Failure to address structural issues lowers Korea’s potential growth rate

A general view of Lotte Tower (center front) and Namsan Tower (center back) amid Seoul city skyline and the Han River at sunset in 2018. Before the outbreak of the pandemic in Korea. South early last year, there were warnings that a decline in labor productivity, a shrinking working-age population and other negative factors would continue to reduce the country’s growth potential in the future. ‘to come up. afp

Failure to address structural issues lowers Korea’s potential growth rate

A report released by the Bank of Korea last week estimated the country’s potential growth rate for 2021-2022 at 2 percent, down 0.2 percentage point from its previous estimate made in August 2019. The rate for 2019-20 was estimated at 2.2%. , also a decrease from the previous projection of 2.5 to 2.6 percent.

The fall in South Korea’s potential growth rate has been accelerated in recent years not only by the economic fallout from the Covid-19 pandemic but by structural problems weighing on Asia’s fourth-largest economy. The potential growth rate refers to the maximum possible rate at which an economy can grow without triggering inflation.

The International Monetary Fund (IMF) remains more cautious about Korea’s economic fundamentals, estimating its potential growth rate for 2020-22 at 1.8%.

Before the outbreak of the pandemic here early last year, warnings were issued that declining labor productivity, shrinking working-age population and other negative factors would continue to reduce the potential. growth of the country in the future.

Local research institutes predict that unless these issues are addressed effectively and urgently, Korea’s potential growth rate could fall below 1% by 2030.

The downward trend in potential growth cannot and should not be minimized, as the indicator points to the overall health of an economy and serves as a barometer of a country’s future growth.

It is somewhat inevitable for mature economies to see their potential growth rate decelerate.
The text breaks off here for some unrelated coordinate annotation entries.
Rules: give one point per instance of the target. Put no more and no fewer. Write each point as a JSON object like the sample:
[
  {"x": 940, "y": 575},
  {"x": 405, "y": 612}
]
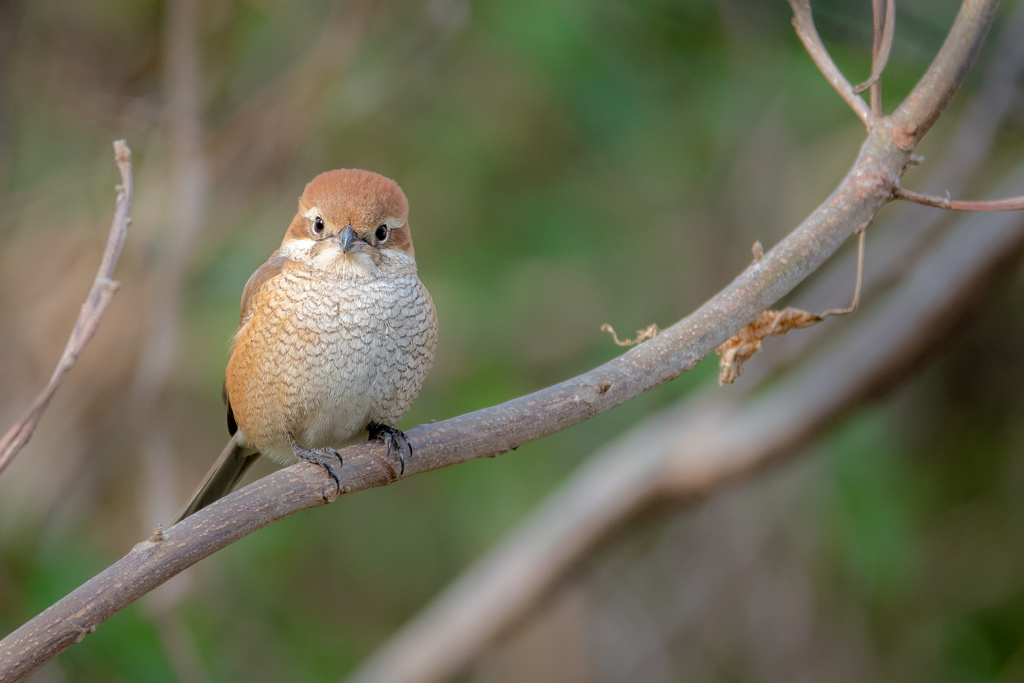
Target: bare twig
[
  {"x": 99, "y": 297},
  {"x": 1012, "y": 204},
  {"x": 857, "y": 285},
  {"x": 884, "y": 12},
  {"x": 689, "y": 451},
  {"x": 929, "y": 99},
  {"x": 804, "y": 24}
]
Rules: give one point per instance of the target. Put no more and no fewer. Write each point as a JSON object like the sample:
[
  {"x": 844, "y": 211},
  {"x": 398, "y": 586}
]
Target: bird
[{"x": 336, "y": 335}]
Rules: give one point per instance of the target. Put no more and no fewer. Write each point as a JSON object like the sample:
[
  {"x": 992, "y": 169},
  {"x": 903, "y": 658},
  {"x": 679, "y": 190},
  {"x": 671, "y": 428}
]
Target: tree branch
[
  {"x": 928, "y": 100},
  {"x": 868, "y": 185},
  {"x": 1012, "y": 204},
  {"x": 92, "y": 309},
  {"x": 692, "y": 450},
  {"x": 804, "y": 24},
  {"x": 884, "y": 14}
]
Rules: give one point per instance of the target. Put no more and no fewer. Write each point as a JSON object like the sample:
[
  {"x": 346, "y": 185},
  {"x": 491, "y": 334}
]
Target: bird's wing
[
  {"x": 222, "y": 477},
  {"x": 264, "y": 273},
  {"x": 270, "y": 269}
]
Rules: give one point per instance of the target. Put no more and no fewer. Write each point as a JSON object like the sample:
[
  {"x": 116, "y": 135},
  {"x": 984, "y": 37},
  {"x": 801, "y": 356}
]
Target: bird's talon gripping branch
[
  {"x": 317, "y": 457},
  {"x": 396, "y": 442}
]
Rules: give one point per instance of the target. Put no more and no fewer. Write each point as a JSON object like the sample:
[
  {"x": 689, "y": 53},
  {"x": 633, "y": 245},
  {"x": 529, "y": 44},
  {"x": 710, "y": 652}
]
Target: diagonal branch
[
  {"x": 804, "y": 24},
  {"x": 92, "y": 309},
  {"x": 691, "y": 450},
  {"x": 928, "y": 100}
]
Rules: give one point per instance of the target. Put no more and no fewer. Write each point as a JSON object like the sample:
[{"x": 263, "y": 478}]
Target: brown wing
[{"x": 270, "y": 269}]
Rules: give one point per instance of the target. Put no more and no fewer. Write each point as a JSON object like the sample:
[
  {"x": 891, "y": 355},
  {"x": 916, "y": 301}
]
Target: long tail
[{"x": 222, "y": 477}]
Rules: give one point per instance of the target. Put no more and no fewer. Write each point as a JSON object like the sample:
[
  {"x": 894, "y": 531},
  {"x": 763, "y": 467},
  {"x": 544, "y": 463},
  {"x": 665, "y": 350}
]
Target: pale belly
[{"x": 331, "y": 360}]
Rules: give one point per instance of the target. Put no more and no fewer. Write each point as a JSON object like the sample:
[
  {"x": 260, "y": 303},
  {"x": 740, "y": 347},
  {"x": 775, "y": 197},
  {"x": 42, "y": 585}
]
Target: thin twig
[
  {"x": 884, "y": 13},
  {"x": 857, "y": 286},
  {"x": 804, "y": 24},
  {"x": 1012, "y": 204},
  {"x": 92, "y": 309}
]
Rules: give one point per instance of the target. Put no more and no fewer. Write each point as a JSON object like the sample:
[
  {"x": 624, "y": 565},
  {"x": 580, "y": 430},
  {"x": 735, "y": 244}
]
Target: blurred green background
[{"x": 567, "y": 164}]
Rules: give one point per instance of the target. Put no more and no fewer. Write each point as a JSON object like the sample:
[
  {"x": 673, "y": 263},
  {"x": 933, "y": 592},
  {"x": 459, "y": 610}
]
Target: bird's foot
[
  {"x": 317, "y": 457},
  {"x": 396, "y": 442}
]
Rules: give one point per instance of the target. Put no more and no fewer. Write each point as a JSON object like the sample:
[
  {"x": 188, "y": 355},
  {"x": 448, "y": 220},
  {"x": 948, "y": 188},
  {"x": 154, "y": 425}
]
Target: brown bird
[{"x": 335, "y": 337}]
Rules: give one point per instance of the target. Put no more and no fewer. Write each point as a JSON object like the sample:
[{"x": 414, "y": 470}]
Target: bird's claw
[
  {"x": 317, "y": 457},
  {"x": 396, "y": 442}
]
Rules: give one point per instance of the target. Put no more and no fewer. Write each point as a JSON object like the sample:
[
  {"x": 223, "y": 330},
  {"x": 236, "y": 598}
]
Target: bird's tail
[{"x": 222, "y": 477}]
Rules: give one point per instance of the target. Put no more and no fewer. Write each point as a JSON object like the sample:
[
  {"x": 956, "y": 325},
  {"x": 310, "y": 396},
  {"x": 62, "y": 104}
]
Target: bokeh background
[{"x": 568, "y": 164}]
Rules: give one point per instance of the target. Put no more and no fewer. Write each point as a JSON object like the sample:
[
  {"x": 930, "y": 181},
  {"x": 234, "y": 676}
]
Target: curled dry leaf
[
  {"x": 642, "y": 335},
  {"x": 737, "y": 349}
]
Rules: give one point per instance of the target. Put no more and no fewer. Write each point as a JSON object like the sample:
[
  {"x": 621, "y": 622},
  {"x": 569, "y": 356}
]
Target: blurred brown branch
[
  {"x": 92, "y": 309},
  {"x": 804, "y": 24},
  {"x": 1012, "y": 204},
  {"x": 868, "y": 185}
]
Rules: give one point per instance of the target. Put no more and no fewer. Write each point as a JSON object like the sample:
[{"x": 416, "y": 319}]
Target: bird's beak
[{"x": 348, "y": 240}]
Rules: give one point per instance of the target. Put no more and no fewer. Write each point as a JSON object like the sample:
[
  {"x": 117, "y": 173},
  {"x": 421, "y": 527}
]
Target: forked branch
[{"x": 808, "y": 34}]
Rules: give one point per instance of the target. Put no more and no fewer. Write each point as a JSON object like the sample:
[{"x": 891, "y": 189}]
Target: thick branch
[
  {"x": 487, "y": 432},
  {"x": 92, "y": 309},
  {"x": 692, "y": 450},
  {"x": 929, "y": 98}
]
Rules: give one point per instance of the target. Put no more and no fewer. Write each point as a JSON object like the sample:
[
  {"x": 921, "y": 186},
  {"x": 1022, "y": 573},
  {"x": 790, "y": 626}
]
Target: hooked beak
[{"x": 348, "y": 240}]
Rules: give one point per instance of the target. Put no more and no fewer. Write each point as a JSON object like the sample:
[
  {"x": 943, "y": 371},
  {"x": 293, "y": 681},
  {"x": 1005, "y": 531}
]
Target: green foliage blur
[{"x": 567, "y": 164}]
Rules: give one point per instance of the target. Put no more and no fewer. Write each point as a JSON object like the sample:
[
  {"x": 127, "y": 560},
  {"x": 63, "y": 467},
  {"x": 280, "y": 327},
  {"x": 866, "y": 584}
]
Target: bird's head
[{"x": 349, "y": 218}]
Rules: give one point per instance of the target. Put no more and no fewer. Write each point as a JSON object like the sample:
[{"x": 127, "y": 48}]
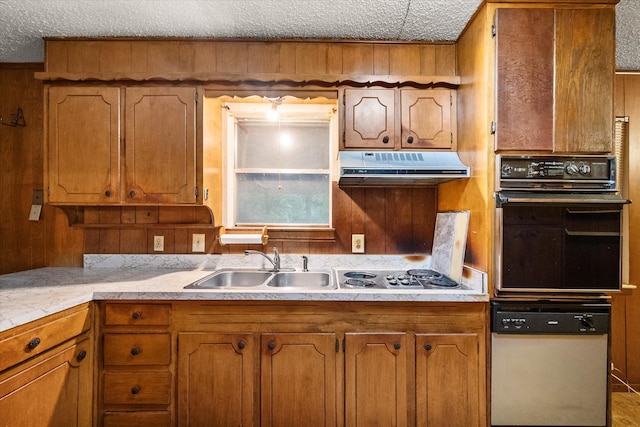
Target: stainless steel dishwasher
[{"x": 549, "y": 363}]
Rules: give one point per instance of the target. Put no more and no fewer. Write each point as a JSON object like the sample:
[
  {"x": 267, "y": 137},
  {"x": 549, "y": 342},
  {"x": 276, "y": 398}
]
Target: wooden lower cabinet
[
  {"x": 447, "y": 380},
  {"x": 376, "y": 379},
  {"x": 46, "y": 371},
  {"x": 247, "y": 363},
  {"x": 217, "y": 379},
  {"x": 136, "y": 365}
]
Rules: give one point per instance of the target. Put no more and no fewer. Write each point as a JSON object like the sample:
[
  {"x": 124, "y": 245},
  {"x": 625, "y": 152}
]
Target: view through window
[{"x": 279, "y": 168}]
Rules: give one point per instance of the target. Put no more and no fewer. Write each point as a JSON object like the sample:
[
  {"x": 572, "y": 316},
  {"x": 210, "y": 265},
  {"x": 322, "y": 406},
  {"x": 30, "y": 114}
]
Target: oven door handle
[{"x": 503, "y": 198}]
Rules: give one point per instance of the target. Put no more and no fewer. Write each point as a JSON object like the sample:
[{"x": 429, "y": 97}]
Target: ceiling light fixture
[{"x": 274, "y": 113}]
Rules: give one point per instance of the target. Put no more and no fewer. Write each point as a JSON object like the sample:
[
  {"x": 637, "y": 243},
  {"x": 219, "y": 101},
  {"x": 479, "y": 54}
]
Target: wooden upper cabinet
[
  {"x": 83, "y": 150},
  {"x": 399, "y": 118},
  {"x": 428, "y": 118},
  {"x": 160, "y": 154},
  {"x": 369, "y": 118},
  {"x": 554, "y": 79},
  {"x": 96, "y": 159}
]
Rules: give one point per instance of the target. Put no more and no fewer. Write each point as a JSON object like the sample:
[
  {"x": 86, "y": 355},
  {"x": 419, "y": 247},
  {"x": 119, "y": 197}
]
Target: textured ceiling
[{"x": 23, "y": 23}]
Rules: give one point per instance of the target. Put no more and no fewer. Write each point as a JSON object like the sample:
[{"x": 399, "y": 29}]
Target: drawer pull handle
[{"x": 33, "y": 343}]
But Korea, which is on the verge of crossing the threshold and becoming one of the world’s advanced economies, could further boost its economic growth.

Government officials expect Korea’s economy to accelerate amid a global economic recovery and register a growth rate of more than 4% this year, following a 1% contraction last year under the influence of the pandemic.

But without a serious overhaul of its economic fundamentals, the country will remain in a rut of low growth over the long term. In a context of sluggish growth, youth unemployment will worsen and tax revenues will decline. With weakening economic fundamentals, interest rate hikes aimed at correcting financial imbalances could have a more negative impact on consumption and investment.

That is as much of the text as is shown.